Tuesday, September 18, 2007

Is it 1993?

Sen. Hillary Clinton dismissed critics of her new health care plan today. Clinton, D-New York, told CNN, "I feel very good and quite confident that the parts of the plan that I have put together will find a lot of favor among people who know what we have to do to get to universal coverage.”

This all seems to harken back to Clinton’s—Bill, that is—first term as president when Hillary was first lady and universal health care was her mission. But before Bill was elected pres, he was running against the first George Bush in 1992. (Hey, remember H. Ross Perot?)

William Jefferson Clinton vs. George H. W. Bush

“All I’ve been asked about by the press are a woman I didn’t sleep with and a draft I didn’t dodge.” –Bill Clinton

Just after the successful completion of his one-hundred-hour Gulf War in the fall of 1990, George H. W. Bush approval ratings reached an astonishing ninety percent; he seemed unbeatable in a second term. After twelve years of prosperous Republican rule coupled with extremely weak Democratic presidential candidates, some pundits began to wonder whether the Democratic Party was heading toward political extinction like the Whigs or the Federalists.


But as the Bush Administration progressed, the approval rating slowly started to fall. War may have made Bush a hero, but he never earned the fanatically loyal following of a Ronald Reagan. He broke his famous 1988 pledge of “Read my lips: No new taxes,” which left him open to Democratic attack. Reagan’s legacy of a staggering four-trillion-dollar national debt (up three trillion since 1980) didn’t help much, either. There may have been an explosion of wealth in the top one percent of the American population, but one in ten Americans was living on food stamps, and one in eight lived below the poverty level.


The relatively obscure field of Democratic candidates included Iowa Senator Tom Harkin, Nebraska Senator Bob Kerrey, Arkansas Governor Bill Clinton, and Massachusetts Senator Paul Tsongas. But Bush had more than Democrats to worry about. Conservative Christian columnist and former Nixon speech writer Pat Buchanan ran well in the primaries, showing that the religious right would not be denied its share of the action. And the fourteenth wealthiest person in the United States, billionaire Texan H. Ross Perot, decided to hell with Federal matching funds, he’d pay for his own campaign--and mounted the most successful third-party challenge since Teddy Roosevelt and his Bull Moose Party in 1912.

The Candidates
Democrat: William “Bill” Clinton
If there could be such a thing as a “log cabin” presidential candidate in the late twentieth century--an era when nearly every candidate was born with a silver spoon in his mouth--that candidate was William Jefferson Clinton. He was born poor in Hope, Arkansas, in 1946. His father had died in a car accident when he was only three months old, and his stepfather was an abusive alcoholic. Clinton triumphed over all these circumstances to become a Rhodes scholar, go to Yale Law School and, in 1978, become the governor of Arkansas at thirty-two years old.

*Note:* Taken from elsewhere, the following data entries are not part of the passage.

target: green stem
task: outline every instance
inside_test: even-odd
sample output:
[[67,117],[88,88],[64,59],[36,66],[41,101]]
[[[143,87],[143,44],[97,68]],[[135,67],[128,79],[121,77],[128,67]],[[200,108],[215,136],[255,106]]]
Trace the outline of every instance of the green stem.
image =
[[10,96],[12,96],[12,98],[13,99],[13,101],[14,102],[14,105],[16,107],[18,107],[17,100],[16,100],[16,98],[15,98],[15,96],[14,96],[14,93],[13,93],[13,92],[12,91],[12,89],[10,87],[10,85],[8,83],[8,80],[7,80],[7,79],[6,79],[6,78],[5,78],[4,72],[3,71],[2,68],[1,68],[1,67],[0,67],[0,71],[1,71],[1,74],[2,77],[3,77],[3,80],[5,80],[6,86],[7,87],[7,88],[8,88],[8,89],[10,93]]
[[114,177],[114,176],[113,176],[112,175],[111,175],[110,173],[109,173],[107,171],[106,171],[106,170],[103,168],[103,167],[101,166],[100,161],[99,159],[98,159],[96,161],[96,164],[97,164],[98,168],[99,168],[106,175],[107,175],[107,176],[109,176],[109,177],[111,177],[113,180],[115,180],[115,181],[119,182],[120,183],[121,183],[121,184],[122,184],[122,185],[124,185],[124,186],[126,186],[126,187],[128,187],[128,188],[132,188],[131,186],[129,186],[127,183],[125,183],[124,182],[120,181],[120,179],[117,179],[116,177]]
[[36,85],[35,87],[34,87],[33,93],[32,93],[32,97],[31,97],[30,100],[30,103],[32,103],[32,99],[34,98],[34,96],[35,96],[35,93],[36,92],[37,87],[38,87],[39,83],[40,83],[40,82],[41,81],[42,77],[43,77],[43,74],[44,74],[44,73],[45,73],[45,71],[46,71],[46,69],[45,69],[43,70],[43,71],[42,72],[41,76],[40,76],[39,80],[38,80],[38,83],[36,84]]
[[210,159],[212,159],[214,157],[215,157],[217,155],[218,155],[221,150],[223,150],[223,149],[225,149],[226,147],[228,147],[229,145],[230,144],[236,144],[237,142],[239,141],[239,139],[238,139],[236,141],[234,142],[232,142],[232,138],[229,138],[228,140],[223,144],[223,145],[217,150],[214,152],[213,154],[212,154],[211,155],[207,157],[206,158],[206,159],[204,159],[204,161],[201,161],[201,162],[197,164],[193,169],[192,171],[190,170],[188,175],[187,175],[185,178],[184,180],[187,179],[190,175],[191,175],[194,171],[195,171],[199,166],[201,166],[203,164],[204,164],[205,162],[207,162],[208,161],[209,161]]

Married to Hillary Rodham Clinton, Bill Clinton was extraordinarily charismatic--six-foot-two, handsome, empathetic (“I feel your pain”), and a brilliant “policy wonk” with an impressive memory for details. However, according to Republicans, there was the little problem of his being “a pot-smoking, philandering, draft dodger.”

Clinton’s running mate was another southerner, Tennessee Senator Al Gore.

Republican: George H. W. Bush
By the time the election heated up in the summer of 1992, Bush’s approval ratings had dropped to roughly forty percent. Twenty-one years older than his Democratic opponent, he tried to run on his success in foreign affairs, while glossing over his tax increase and the country’s huge deficit, but he lacked both charisma and empathy. While Clinton “felt” the country’s pain, Bush said, in his weird verbal shorthand, “Message: I care.” Focus groups commissioned by the Republican National Committee found that his wife, Barbara, now had higher approval ratings than the president--and his dog, Millie, wasn’t far behind. Even though Bush was told that dumping his hapless vice president J. Danforth Quayle, would generate a net gain of as much as six points in the approval ratings, Bush wouldn’t give up the guy.